Standing Stone Vineyards Chardonnay Ice Wine 2008 – Smells like a caramel apple. Soft, lush, and juicy.

Martini Reinhardt 2008 Trockenbaren – On the nose, the scent of ripe pink ladies, mango, frangipani all mingle together to make an intoxicating perfume that smells a little bit like Hawaii. Cocoa butter and sunscreen. Bright, juicy, rich, and warm.

Sheldrake Point Riesling Ice Wine 2008 – Baked apricots, fresh almonds on the nose brings to mind the smell of a Danish. On the palate, it’s really bright, juicy with flavors of white peaches, and even a hint of peach gummy candies. Sweet without being cloying at all.
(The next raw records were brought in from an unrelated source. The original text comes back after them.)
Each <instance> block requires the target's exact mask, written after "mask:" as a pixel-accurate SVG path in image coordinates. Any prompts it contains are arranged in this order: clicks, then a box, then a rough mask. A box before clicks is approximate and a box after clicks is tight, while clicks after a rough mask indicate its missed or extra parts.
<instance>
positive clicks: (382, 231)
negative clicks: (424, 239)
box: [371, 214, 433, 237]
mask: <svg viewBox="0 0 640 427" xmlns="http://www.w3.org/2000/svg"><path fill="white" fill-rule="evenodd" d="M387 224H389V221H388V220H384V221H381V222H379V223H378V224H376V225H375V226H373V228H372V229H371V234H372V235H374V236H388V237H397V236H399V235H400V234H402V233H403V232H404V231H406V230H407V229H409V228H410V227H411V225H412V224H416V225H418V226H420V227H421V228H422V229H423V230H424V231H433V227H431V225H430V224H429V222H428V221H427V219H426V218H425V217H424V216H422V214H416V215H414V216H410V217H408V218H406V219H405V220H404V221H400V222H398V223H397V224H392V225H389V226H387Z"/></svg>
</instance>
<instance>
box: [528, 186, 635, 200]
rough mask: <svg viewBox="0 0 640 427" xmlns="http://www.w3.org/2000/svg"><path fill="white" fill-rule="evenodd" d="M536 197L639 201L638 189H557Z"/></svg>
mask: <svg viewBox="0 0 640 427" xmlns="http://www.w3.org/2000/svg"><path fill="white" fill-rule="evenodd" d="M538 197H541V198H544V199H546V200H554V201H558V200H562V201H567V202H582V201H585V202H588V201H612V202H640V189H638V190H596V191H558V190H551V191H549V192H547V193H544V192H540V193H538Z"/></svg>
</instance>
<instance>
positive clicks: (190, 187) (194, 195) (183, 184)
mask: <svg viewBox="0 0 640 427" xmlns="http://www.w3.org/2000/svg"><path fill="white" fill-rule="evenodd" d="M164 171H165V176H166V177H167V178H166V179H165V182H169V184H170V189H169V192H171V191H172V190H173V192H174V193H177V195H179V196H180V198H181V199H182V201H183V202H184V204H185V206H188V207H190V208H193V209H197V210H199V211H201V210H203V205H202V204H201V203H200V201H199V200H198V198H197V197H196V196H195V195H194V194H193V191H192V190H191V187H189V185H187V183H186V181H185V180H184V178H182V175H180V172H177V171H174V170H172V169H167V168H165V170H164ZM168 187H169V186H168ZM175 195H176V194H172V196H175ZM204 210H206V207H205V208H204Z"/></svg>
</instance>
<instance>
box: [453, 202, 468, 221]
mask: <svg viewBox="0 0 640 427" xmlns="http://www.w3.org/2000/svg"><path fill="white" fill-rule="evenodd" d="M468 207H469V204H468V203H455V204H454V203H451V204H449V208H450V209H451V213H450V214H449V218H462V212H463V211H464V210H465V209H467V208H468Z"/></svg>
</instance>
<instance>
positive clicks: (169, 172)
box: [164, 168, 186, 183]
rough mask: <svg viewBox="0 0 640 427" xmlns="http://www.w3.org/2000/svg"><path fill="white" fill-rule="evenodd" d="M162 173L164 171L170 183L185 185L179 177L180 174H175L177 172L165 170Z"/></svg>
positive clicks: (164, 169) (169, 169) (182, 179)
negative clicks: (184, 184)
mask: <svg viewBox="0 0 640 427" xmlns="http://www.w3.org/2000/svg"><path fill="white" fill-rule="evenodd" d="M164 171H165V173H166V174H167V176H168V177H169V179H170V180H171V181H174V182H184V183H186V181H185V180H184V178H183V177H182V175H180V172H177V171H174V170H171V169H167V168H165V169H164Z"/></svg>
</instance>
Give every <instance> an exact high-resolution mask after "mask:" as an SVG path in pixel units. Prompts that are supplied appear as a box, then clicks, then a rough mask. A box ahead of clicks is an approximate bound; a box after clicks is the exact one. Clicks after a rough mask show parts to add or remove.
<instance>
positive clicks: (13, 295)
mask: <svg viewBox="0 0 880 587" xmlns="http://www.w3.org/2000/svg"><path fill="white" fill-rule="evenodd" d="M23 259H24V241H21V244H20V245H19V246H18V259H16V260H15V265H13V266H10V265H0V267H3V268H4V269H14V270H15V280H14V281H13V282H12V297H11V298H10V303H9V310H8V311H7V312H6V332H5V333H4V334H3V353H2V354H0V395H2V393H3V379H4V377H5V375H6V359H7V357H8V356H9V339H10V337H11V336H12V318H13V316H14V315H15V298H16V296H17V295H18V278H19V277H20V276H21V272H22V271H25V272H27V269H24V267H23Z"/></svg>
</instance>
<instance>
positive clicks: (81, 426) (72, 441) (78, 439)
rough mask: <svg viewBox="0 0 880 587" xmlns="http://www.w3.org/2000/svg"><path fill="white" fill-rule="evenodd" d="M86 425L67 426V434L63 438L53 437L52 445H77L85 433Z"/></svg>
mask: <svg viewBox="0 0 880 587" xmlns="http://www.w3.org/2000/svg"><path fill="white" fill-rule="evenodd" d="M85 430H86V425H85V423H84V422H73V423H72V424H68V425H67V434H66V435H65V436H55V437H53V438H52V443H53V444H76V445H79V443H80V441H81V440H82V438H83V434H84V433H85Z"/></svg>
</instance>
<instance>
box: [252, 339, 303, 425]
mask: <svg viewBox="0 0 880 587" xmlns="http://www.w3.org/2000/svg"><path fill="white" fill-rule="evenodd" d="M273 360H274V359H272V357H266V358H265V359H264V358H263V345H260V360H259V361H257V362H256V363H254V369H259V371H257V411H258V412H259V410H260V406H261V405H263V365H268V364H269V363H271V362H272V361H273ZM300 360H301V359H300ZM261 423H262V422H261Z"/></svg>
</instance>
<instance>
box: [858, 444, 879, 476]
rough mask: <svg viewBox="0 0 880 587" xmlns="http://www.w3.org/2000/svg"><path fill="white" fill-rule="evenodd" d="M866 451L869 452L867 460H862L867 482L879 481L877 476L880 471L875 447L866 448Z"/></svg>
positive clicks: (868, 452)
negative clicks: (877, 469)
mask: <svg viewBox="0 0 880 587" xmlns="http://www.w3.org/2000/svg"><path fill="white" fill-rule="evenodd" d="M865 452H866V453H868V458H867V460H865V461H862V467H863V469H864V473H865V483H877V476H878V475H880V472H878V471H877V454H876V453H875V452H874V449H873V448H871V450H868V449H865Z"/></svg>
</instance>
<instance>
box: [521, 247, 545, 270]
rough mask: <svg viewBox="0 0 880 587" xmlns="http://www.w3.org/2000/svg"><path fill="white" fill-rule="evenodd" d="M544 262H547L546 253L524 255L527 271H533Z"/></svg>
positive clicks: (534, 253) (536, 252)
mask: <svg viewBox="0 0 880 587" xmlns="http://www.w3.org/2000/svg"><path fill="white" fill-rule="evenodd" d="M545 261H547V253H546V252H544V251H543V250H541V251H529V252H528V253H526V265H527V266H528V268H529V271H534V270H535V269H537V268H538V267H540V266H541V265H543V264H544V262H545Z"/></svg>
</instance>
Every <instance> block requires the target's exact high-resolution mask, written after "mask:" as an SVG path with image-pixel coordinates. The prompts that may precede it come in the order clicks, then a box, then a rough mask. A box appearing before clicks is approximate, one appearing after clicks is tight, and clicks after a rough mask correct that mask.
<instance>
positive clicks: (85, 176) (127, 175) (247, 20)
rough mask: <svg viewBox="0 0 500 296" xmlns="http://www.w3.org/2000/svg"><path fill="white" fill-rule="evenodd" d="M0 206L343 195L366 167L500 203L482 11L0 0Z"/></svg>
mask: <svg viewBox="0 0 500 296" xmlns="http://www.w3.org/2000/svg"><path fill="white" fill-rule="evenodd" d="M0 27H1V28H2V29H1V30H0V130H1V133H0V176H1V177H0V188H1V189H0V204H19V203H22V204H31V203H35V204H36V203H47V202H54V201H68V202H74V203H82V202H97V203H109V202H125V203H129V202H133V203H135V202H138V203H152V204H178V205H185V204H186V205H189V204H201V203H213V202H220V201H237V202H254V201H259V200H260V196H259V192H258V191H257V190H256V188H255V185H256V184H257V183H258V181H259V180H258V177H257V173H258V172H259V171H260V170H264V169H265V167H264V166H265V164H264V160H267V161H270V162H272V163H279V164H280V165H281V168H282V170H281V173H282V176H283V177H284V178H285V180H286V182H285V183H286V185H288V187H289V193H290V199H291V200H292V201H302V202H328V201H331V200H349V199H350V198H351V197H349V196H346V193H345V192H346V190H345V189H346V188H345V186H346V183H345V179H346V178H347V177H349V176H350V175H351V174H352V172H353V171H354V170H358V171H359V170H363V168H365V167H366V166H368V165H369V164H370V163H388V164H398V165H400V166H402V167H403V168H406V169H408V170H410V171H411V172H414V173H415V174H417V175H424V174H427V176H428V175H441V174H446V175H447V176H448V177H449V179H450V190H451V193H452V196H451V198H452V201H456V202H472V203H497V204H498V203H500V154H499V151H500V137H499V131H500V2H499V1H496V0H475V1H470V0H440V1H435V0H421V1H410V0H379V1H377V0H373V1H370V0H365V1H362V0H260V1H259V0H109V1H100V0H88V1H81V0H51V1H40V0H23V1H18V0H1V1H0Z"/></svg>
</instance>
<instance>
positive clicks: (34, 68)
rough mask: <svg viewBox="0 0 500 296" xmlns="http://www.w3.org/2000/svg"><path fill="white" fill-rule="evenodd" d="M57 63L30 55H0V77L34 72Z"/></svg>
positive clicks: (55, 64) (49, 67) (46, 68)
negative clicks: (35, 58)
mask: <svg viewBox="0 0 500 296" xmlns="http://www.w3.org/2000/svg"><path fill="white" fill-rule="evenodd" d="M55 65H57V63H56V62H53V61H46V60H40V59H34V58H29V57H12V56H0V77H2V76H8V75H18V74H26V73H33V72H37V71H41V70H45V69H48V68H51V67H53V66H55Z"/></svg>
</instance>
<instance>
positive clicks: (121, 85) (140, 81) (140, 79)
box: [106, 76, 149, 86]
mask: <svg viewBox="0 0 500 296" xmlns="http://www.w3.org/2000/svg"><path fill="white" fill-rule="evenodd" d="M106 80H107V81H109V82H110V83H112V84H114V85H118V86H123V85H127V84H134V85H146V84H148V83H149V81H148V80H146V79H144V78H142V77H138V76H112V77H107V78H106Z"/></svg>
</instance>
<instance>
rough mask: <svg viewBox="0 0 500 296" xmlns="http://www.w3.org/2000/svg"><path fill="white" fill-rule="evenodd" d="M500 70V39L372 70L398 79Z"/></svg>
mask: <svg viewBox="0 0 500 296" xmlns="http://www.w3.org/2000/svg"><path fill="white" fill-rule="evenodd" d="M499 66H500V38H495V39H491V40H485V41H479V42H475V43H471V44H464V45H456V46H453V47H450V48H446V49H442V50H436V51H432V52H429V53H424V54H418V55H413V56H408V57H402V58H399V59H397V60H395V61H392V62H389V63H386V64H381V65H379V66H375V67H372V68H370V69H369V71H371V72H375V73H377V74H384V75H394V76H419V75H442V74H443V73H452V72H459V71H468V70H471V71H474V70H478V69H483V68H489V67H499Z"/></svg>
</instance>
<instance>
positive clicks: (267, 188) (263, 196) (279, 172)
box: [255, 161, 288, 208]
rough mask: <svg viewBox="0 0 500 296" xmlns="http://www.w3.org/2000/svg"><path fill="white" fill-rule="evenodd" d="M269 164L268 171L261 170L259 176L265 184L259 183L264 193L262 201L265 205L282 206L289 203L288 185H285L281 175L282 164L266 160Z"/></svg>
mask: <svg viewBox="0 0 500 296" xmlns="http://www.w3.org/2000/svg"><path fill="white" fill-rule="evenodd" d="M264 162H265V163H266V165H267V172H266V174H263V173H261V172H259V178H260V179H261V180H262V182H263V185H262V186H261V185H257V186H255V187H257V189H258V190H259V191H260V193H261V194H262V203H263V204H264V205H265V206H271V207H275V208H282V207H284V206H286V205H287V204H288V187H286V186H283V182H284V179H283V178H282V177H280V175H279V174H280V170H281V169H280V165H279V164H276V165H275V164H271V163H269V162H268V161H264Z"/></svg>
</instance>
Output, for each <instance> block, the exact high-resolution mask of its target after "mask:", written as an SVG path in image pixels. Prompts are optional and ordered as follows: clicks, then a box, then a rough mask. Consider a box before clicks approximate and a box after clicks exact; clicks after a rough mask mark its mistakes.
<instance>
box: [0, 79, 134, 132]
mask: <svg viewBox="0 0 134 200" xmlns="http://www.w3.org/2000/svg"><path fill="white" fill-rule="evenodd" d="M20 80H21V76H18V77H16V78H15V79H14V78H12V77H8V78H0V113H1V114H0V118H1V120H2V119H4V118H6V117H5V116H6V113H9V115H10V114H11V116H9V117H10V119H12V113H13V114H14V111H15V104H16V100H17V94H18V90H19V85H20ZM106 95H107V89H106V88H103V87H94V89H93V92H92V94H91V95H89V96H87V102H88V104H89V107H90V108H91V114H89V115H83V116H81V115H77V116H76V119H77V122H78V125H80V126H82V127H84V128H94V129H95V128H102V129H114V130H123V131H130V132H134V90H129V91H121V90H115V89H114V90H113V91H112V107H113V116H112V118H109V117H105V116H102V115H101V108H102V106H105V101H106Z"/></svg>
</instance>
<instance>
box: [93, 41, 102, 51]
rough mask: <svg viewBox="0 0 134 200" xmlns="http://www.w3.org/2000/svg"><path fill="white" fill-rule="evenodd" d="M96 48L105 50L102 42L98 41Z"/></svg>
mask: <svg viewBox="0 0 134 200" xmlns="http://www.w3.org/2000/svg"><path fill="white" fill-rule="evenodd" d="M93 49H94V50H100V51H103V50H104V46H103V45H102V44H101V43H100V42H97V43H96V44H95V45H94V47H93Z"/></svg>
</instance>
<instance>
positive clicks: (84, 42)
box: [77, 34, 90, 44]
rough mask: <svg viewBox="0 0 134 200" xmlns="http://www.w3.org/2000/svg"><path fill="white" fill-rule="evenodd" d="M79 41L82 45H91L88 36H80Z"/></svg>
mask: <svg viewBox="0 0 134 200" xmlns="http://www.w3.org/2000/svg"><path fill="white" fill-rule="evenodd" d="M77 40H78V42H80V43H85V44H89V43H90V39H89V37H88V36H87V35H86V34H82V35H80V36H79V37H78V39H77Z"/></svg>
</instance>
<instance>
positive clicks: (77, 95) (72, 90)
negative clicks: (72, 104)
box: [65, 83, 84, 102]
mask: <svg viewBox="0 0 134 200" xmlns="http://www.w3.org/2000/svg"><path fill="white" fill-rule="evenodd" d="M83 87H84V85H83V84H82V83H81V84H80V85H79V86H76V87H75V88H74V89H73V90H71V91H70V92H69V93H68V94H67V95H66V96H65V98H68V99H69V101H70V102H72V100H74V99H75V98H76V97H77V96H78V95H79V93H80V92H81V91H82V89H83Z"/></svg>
Lakewood Vineyards 2010 Glaciovinum – This super affordable desert wine is made with a grape called Delaware that some claim is native to North America and others argue is the result of some sexy time between European and native varieties. Either way, Delaware yields some delicious desert wine – I likened the nose to cherry Jolly Ranchers but fancier reviewers call it “sweet tangerine.” Bright, juicy, and just bursting with sweet exotic flavor, this desert wine is quaffable delight.

Treleaven Eis Wine 2008 Late Harvest Riesling – Peaches, marmalade, and a streak of caramel make up the nose of this luscious iced wine. The late harvest grapes are frozen after they’ve been picked, which excludes it from being a true ice wine, but its no less delectable. Rich and juicy, this dessert wine has stunning acidity and perfect balance.